The army chief, Gen. Ashfaq Kayani, denied Friday that he was plotting a coup and pledged continued support to Pakistan's four-year-old democracy. He spoke during a tour of forward military posts in the Mohmand tribal region, near the border with eastern Afghanistan, where the Pakistani troops died Nov. 26 after coming under fire from U.S. forces.

Kayani's tour also may have been a deliberate snub to the head of the U.S. Central Command, Gen. James Mattis, who had offered to fly into Islamabad to brief his Pakistani counterparts about the Pentagon report.

Pakistan had demanded a personal apology from President Obama for the soldiers' deaths. None was forthcoming after the U.S. investigation attributed the incident to poor coordination between U.S. and Pakistani forces positioned on either side of Afghanistan's eastern border.

It also found that Pakistani troops fired first at U.S. troops conducting an operation just inside Afghan territory, mistaking them for insurgents.

A spokesman for the Pakistani military, Gen. Athar Abbas, rejected the Pentagon report, saying Pakistani troops opened fire only after coming under attack by American helicopter gunships.

Pakistan's military had declined a U.S. invitation to join the inquiry, alleging that the deadly exchange of fire was intentional.

The Pentagon found there was "no intentional effort" to target the Pakistani army units stationed at two posts along the porous border.

In Mohmand, Kayani sneered at an American offer of compensation for the soldier's families. "No one can put a price tag on the blood of the martyrs of the nation," he told Pakistani troops.

Kayani also dismissed speculation that he was plotting to overthrow the government.

Fears of a coup mounted Thursday after Prime Minister Yousaf Gilani said "conspiracies are being hatched" to overthrow his government and dismiss parliament.

Gilani did not identify the Pakistani army chief and Ahmed Pasha, director of the military's Inter-Services Intelligence Directorate, as the conspirators but insinuated as much by reminding "certain individuals" that they worked for the government and were answerable to parliament.
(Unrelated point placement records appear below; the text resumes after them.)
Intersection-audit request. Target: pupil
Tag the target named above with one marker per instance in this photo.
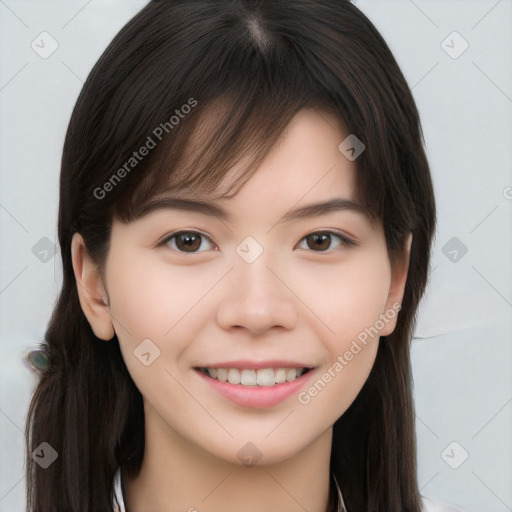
(325, 238)
(188, 241)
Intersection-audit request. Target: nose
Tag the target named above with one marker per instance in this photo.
(257, 298)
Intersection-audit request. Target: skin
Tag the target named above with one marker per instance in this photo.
(294, 302)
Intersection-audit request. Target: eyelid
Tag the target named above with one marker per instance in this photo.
(346, 240)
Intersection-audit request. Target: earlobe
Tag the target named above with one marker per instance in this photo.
(91, 291)
(399, 274)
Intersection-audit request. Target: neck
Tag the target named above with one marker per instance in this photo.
(178, 476)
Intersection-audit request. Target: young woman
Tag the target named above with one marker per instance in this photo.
(246, 215)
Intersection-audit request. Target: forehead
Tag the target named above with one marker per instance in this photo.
(304, 160)
(304, 175)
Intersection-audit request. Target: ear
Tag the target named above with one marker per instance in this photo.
(399, 272)
(91, 292)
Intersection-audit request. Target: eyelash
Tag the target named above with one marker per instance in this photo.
(345, 241)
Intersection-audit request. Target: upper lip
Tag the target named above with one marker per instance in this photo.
(256, 365)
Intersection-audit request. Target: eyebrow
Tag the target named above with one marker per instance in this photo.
(206, 207)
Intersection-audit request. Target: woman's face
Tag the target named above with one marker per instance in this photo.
(261, 295)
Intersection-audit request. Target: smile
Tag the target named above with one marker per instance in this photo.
(253, 377)
(262, 387)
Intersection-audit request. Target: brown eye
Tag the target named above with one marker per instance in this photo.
(321, 240)
(186, 241)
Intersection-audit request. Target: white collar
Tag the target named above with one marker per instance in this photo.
(119, 494)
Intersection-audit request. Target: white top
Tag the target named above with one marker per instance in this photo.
(428, 505)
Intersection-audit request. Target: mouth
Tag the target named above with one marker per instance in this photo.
(254, 377)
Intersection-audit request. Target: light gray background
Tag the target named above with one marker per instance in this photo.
(462, 351)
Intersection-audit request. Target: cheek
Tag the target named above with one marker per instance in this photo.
(349, 296)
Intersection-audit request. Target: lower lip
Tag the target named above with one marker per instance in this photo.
(257, 396)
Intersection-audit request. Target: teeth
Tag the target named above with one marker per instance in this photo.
(234, 376)
(261, 377)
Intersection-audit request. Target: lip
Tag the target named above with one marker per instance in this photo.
(245, 364)
(257, 396)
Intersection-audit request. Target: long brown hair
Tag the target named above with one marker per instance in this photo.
(229, 75)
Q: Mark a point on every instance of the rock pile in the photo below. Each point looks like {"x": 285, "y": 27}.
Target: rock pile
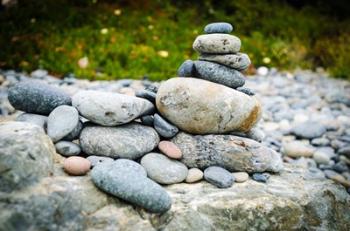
{"x": 180, "y": 132}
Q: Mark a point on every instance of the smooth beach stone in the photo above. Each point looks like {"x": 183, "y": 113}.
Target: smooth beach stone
{"x": 217, "y": 73}
{"x": 110, "y": 109}
{"x": 39, "y": 120}
{"x": 194, "y": 175}
{"x": 26, "y": 155}
{"x": 62, "y": 121}
{"x": 37, "y": 97}
{"x": 309, "y": 130}
{"x": 297, "y": 149}
{"x": 67, "y": 148}
{"x": 219, "y": 177}
{"x": 147, "y": 120}
{"x": 130, "y": 141}
{"x": 170, "y": 149}
{"x": 217, "y": 44}
{"x": 218, "y": 27}
{"x": 240, "y": 177}
{"x": 163, "y": 127}
{"x": 186, "y": 69}
{"x": 239, "y": 61}
{"x": 230, "y": 152}
{"x": 95, "y": 160}
{"x": 201, "y": 107}
{"x": 164, "y": 170}
{"x": 261, "y": 177}
{"x": 127, "y": 183}
{"x": 149, "y": 95}
{"x": 76, "y": 166}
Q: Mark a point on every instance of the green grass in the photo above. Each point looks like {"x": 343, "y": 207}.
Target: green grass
{"x": 153, "y": 38}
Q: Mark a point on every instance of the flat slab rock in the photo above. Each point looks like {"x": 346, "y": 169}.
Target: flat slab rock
{"x": 293, "y": 200}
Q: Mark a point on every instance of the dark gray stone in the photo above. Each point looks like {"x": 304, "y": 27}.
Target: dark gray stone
{"x": 230, "y": 152}
{"x": 218, "y": 27}
{"x": 219, "y": 177}
{"x": 218, "y": 74}
{"x": 67, "y": 148}
{"x": 124, "y": 180}
{"x": 129, "y": 141}
{"x": 164, "y": 128}
{"x": 309, "y": 130}
{"x": 186, "y": 69}
{"x": 37, "y": 97}
{"x": 164, "y": 170}
{"x": 26, "y": 155}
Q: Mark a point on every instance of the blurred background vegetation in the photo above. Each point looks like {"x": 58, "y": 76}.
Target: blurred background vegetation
{"x": 101, "y": 39}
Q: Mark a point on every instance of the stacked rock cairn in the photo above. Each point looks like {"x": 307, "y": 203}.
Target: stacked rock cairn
{"x": 182, "y": 131}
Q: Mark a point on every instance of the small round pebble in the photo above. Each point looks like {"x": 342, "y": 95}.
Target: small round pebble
{"x": 66, "y": 148}
{"x": 261, "y": 177}
{"x": 219, "y": 177}
{"x": 218, "y": 27}
{"x": 170, "y": 149}
{"x": 240, "y": 177}
{"x": 194, "y": 175}
{"x": 76, "y": 165}
{"x": 95, "y": 160}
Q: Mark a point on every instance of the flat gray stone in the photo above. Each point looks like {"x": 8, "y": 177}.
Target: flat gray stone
{"x": 239, "y": 61}
{"x": 218, "y": 73}
{"x": 230, "y": 152}
{"x": 26, "y": 155}
{"x": 219, "y": 177}
{"x": 164, "y": 170}
{"x": 129, "y": 141}
{"x": 217, "y": 44}
{"x": 62, "y": 121}
{"x": 67, "y": 148}
{"x": 110, "y": 109}
{"x": 37, "y": 97}
{"x": 124, "y": 180}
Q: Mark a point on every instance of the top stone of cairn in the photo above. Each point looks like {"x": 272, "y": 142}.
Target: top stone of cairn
{"x": 218, "y": 27}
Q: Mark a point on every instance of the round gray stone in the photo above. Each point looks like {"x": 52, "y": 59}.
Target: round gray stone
{"x": 217, "y": 73}
{"x": 67, "y": 148}
{"x": 62, "y": 121}
{"x": 163, "y": 169}
{"x": 219, "y": 177}
{"x": 130, "y": 141}
{"x": 110, "y": 109}
{"x": 26, "y": 155}
{"x": 122, "y": 179}
{"x": 217, "y": 44}
{"x": 37, "y": 97}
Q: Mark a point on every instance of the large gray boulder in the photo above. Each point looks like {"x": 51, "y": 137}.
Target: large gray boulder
{"x": 201, "y": 107}
{"x": 233, "y": 153}
{"x": 26, "y": 155}
{"x": 129, "y": 141}
{"x": 110, "y": 109}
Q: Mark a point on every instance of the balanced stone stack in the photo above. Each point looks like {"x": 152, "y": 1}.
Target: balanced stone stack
{"x": 179, "y": 132}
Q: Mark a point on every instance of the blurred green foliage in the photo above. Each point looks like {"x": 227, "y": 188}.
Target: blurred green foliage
{"x": 131, "y": 39}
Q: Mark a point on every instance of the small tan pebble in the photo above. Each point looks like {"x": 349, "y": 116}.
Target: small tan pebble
{"x": 76, "y": 166}
{"x": 194, "y": 175}
{"x": 240, "y": 177}
{"x": 170, "y": 149}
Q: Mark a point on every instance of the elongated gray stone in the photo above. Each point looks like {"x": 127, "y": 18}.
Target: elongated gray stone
{"x": 37, "y": 97}
{"x": 217, "y": 44}
{"x": 123, "y": 179}
{"x": 129, "y": 141}
{"x": 239, "y": 61}
{"x": 217, "y": 73}
{"x": 201, "y": 107}
{"x": 110, "y": 109}
{"x": 230, "y": 152}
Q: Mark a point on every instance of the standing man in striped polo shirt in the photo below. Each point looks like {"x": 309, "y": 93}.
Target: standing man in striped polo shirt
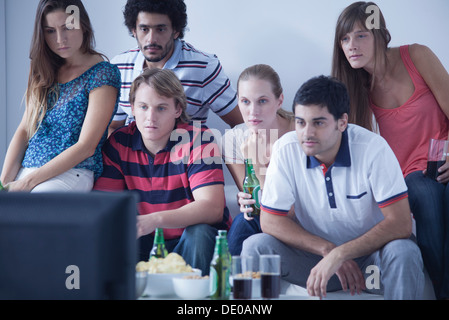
{"x": 351, "y": 209}
{"x": 159, "y": 26}
{"x": 173, "y": 165}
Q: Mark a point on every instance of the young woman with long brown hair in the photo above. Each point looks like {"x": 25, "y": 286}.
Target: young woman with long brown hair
{"x": 71, "y": 97}
{"x": 403, "y": 93}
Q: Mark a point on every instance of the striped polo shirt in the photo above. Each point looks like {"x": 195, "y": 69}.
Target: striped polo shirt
{"x": 191, "y": 160}
{"x": 201, "y": 74}
{"x": 339, "y": 203}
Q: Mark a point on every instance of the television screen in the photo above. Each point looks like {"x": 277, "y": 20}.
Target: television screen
{"x": 67, "y": 246}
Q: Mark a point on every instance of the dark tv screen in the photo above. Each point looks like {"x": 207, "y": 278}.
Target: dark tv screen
{"x": 59, "y": 246}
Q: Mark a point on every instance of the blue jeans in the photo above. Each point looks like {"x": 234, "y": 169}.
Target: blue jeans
{"x": 196, "y": 246}
{"x": 240, "y": 230}
{"x": 399, "y": 262}
{"x": 429, "y": 203}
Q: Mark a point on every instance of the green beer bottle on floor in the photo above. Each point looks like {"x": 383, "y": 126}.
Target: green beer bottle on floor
{"x": 158, "y": 250}
{"x": 251, "y": 185}
{"x": 220, "y": 268}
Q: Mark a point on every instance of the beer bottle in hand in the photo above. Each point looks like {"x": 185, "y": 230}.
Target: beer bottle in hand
{"x": 220, "y": 269}
{"x": 158, "y": 250}
{"x": 251, "y": 185}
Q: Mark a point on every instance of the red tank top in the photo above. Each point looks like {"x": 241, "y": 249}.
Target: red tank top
{"x": 409, "y": 128}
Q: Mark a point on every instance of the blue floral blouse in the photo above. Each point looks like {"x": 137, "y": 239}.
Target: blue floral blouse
{"x": 61, "y": 126}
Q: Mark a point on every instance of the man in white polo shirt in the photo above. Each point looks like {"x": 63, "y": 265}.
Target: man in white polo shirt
{"x": 350, "y": 200}
{"x": 159, "y": 27}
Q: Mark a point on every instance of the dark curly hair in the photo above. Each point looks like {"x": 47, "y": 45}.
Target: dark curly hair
{"x": 176, "y": 10}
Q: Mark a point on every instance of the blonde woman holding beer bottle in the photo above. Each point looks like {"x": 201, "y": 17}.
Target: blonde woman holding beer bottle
{"x": 260, "y": 98}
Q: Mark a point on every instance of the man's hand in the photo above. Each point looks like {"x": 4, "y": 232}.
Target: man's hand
{"x": 348, "y": 273}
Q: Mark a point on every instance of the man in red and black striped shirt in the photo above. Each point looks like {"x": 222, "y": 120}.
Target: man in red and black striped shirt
{"x": 173, "y": 165}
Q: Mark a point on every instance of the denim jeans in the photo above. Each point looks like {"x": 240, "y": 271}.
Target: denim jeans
{"x": 240, "y": 230}
{"x": 196, "y": 246}
{"x": 429, "y": 203}
{"x": 399, "y": 261}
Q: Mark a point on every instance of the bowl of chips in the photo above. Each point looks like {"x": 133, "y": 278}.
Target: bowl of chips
{"x": 192, "y": 287}
{"x": 161, "y": 272}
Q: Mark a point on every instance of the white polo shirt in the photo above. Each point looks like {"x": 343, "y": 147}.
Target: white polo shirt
{"x": 339, "y": 203}
{"x": 201, "y": 74}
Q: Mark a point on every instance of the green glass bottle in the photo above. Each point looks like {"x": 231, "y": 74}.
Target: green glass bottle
{"x": 251, "y": 185}
{"x": 159, "y": 250}
{"x": 220, "y": 268}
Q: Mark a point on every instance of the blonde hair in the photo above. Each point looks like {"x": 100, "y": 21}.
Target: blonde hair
{"x": 166, "y": 84}
{"x": 267, "y": 73}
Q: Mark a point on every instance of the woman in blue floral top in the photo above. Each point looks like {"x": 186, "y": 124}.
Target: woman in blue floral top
{"x": 71, "y": 97}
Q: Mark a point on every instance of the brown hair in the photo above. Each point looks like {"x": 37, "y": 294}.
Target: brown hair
{"x": 166, "y": 84}
{"x": 44, "y": 64}
{"x": 358, "y": 81}
{"x": 267, "y": 73}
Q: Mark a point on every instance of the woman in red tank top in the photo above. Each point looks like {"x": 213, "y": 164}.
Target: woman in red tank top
{"x": 402, "y": 93}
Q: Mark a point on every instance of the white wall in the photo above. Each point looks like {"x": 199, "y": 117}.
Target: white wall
{"x": 294, "y": 36}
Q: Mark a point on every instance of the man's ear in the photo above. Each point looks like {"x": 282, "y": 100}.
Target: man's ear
{"x": 343, "y": 122}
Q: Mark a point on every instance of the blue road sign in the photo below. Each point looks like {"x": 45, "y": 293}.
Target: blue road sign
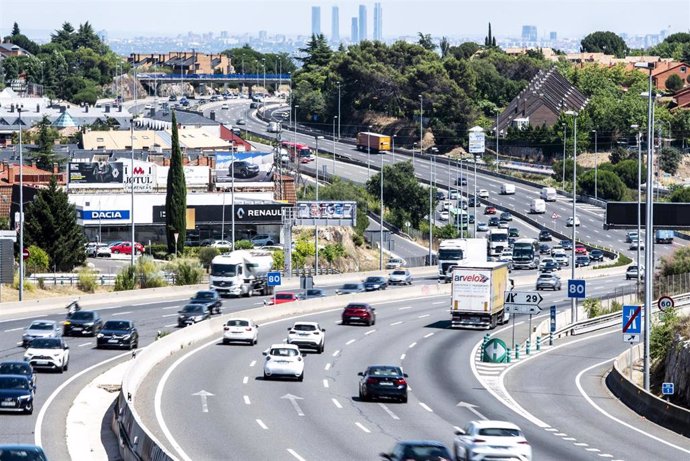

His remarks followed discreet consultations with his coalition partners and the opposition leader, Nawaz Sharif.

Sharif's aides joined a meeting Thursday of parliamentary party leaders, who vowed to uphold parliament's sovereignty.

The regional assembly of eastern Punjab province, where Sharif's party is in power, unanimously adopted a resolution Friday vowing to fight any threat to Pakistan's democracy.

In a direct retort, Kayani said: "The army is fully cognizant of its obligations and responsibilities under the constitution." He said speculation about a coup was being used as a "bogey to divert the focus from the real issues" of national security.